I luoghi abbandonati più famosi nel mondo e in Italia
Dalle ghost town americane, come Bodie in California e Virginia City in Nevada, alle rovine sparse in Asia e in Europa, i luoghi abbandonati costellano ogni angolo del pianeta. Uno dei casi più sorprendenti è quello di Burj Al Babas, in Turchia, complesso fantasma in cui giacciono inutilizzati 587 castelli identici in stile Disney. Altrettanto nota è Pripyat, la città ucraina evacuata dopo il disastro di Chernobyl del 1986 e diventata negli ultimi anni, prima del conflitto, una meta turistica per viaggiatori in cerca di emozioni forti. Qui la ruota panoramica abbandonata e le scuole deserte sono ormai icone riconoscibili, protagoniste di innumerevoli fotografie condivise online. Anche l’Italia vanta un gran numero di strutture abbandonate: un ricchissimo patrimonio di palazzi e dimore storiche fatiscenti, edifici industriali dismessi a causa dell'evoluzione tecnologica, e borghi disabitati in seguito a calamità o spopolamento, spesso poco conosciuti al grande pubblico ma ben noti agli appassionati di urban exploration. Fra gli esempi più celebri, Consonno in Lombardia, frazione che negli anni ’60 un eccentrico imprenditore trasformò in una sorta di “Las Vegas italiana”, il borgo medievale di Craco in Basilicata, evacuato negli stessi anni per una frana e mai più ripopolato, e i villaggi operai disabitati del Sulcis-Iglesiente, in Sardegna, che conservano la memoria della diffusa attività mineraria che caratterizzò a lungo l’area.

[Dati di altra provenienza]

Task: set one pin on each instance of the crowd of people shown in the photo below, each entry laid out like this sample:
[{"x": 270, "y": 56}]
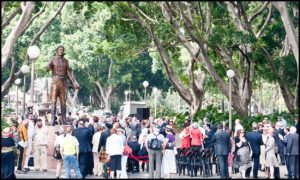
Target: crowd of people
[{"x": 92, "y": 145}]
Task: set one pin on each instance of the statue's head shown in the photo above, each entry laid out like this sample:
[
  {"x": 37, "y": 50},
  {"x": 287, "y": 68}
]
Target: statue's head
[{"x": 60, "y": 51}]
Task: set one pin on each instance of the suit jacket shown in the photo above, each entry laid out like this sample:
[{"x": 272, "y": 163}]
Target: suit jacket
[
  {"x": 135, "y": 146},
  {"x": 207, "y": 141},
  {"x": 293, "y": 144},
  {"x": 255, "y": 140},
  {"x": 103, "y": 139},
  {"x": 221, "y": 141},
  {"x": 276, "y": 138},
  {"x": 84, "y": 137}
]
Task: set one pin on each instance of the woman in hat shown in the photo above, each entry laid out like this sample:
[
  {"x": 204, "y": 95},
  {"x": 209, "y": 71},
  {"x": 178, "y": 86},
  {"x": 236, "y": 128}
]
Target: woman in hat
[
  {"x": 114, "y": 149},
  {"x": 95, "y": 141},
  {"x": 7, "y": 156},
  {"x": 121, "y": 132},
  {"x": 58, "y": 140},
  {"x": 168, "y": 167}
]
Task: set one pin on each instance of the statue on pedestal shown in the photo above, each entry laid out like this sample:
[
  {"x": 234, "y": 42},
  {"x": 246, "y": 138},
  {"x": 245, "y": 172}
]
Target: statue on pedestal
[{"x": 60, "y": 73}]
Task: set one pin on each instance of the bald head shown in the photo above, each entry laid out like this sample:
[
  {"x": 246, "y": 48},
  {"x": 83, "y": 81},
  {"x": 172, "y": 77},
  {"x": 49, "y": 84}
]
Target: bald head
[
  {"x": 254, "y": 126},
  {"x": 69, "y": 130}
]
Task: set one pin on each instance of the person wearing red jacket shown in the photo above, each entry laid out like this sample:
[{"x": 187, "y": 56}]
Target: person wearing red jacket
[{"x": 197, "y": 137}]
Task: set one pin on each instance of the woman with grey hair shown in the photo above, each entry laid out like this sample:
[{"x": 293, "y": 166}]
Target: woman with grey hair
[{"x": 57, "y": 142}]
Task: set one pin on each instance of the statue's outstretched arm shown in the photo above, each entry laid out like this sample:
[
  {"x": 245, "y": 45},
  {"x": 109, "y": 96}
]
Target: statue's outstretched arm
[{"x": 71, "y": 77}]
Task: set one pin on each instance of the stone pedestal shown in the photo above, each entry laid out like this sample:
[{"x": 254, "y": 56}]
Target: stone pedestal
[{"x": 51, "y": 139}]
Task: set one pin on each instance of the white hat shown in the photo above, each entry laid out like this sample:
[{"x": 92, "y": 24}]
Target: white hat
[{"x": 120, "y": 129}]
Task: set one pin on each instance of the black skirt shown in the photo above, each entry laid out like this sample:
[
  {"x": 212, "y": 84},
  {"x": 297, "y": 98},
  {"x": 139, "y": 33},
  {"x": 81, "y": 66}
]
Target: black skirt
[
  {"x": 115, "y": 162},
  {"x": 8, "y": 165}
]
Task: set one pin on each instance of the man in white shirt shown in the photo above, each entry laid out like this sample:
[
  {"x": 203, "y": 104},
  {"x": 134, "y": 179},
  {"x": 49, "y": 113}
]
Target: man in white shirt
[
  {"x": 237, "y": 127},
  {"x": 70, "y": 153},
  {"x": 30, "y": 133},
  {"x": 40, "y": 146},
  {"x": 154, "y": 154}
]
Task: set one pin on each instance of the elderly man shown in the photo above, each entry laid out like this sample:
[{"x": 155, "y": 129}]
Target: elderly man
[
  {"x": 237, "y": 126},
  {"x": 293, "y": 153},
  {"x": 60, "y": 73},
  {"x": 222, "y": 146},
  {"x": 84, "y": 137},
  {"x": 22, "y": 146},
  {"x": 30, "y": 133},
  {"x": 40, "y": 146},
  {"x": 153, "y": 145}
]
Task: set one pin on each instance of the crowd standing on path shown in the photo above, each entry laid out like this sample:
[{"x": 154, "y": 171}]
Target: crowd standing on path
[{"x": 111, "y": 147}]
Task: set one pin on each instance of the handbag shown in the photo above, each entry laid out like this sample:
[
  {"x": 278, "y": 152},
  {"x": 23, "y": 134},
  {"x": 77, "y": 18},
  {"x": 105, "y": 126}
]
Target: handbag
[
  {"x": 56, "y": 153},
  {"x": 127, "y": 149}
]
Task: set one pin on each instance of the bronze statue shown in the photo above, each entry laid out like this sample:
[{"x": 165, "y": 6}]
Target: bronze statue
[{"x": 60, "y": 73}]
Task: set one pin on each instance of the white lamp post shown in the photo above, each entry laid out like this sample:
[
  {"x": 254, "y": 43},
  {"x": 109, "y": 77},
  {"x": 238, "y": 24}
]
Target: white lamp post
[
  {"x": 155, "y": 92},
  {"x": 230, "y": 75},
  {"x": 25, "y": 70},
  {"x": 145, "y": 84},
  {"x": 17, "y": 82},
  {"x": 33, "y": 53},
  {"x": 126, "y": 93}
]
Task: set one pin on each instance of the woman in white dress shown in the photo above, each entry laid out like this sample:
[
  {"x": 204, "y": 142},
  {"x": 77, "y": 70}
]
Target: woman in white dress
[{"x": 168, "y": 167}]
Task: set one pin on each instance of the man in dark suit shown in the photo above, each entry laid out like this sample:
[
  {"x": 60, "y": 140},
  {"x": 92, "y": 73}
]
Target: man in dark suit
[
  {"x": 293, "y": 153},
  {"x": 296, "y": 118},
  {"x": 222, "y": 146},
  {"x": 135, "y": 146},
  {"x": 255, "y": 140},
  {"x": 84, "y": 137},
  {"x": 208, "y": 135}
]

La sfida del riuso adattivo
Molti edifici in Italia sono stati abbandonati a seguito di trasformazioni legislative, storiche e socioculturali che ne hanno determinato una rapida e improvvisa obsolescenza. È il caso degli ospedali psichiatrici, aboliti con la Legge Basaglia che nel 1978 riformò il sistema di cura per il disagio mentale, e dei numerosi sanatori che furono gradualmente dismessi, o convertiti in strutture sanitarie alternative, con il drastico calo dell’incidenza della tubercolosi polmonare. Un'altra interessante categoria è quella delle colonie estive, costruite durante il ventennio fascista per offrire soggiorni estivi organizzati a migliaia di bambini e chiuse nel dopoguerra a causa dell'elevato costo di gestione, delle nuove politiche sociali e del cambiamento nelle abitudini vacanziere degli italiani. Analogamente, la dismissione di impianti militari, derivata dalla smilitarizzazione di molte aree strategiche, lascia sul territorio ulteriori silenziose testimonianze di un’epoca ormai conclusa.
Per quanto il fascino dell’abbandono sia indiscutibile, è altrettanto importante, laddove possibile, ripensare il futuro delle strutture in disuso attraverso progetti mirati di riuso adattivo. Farlo significa affrontare una sfida che va ben oltre il semplice recupero architettonico: vuol dire riconoscere il valore della memoria collettiva e creare un dialogo tra passato e futuro. Immaginare nuove prospettive e destinazioni d’uso, capaci di rispettare la storia e valorizzare l’identità di questi luoghi, restituirebbe alle nostre città un patrimonio preziosissimo.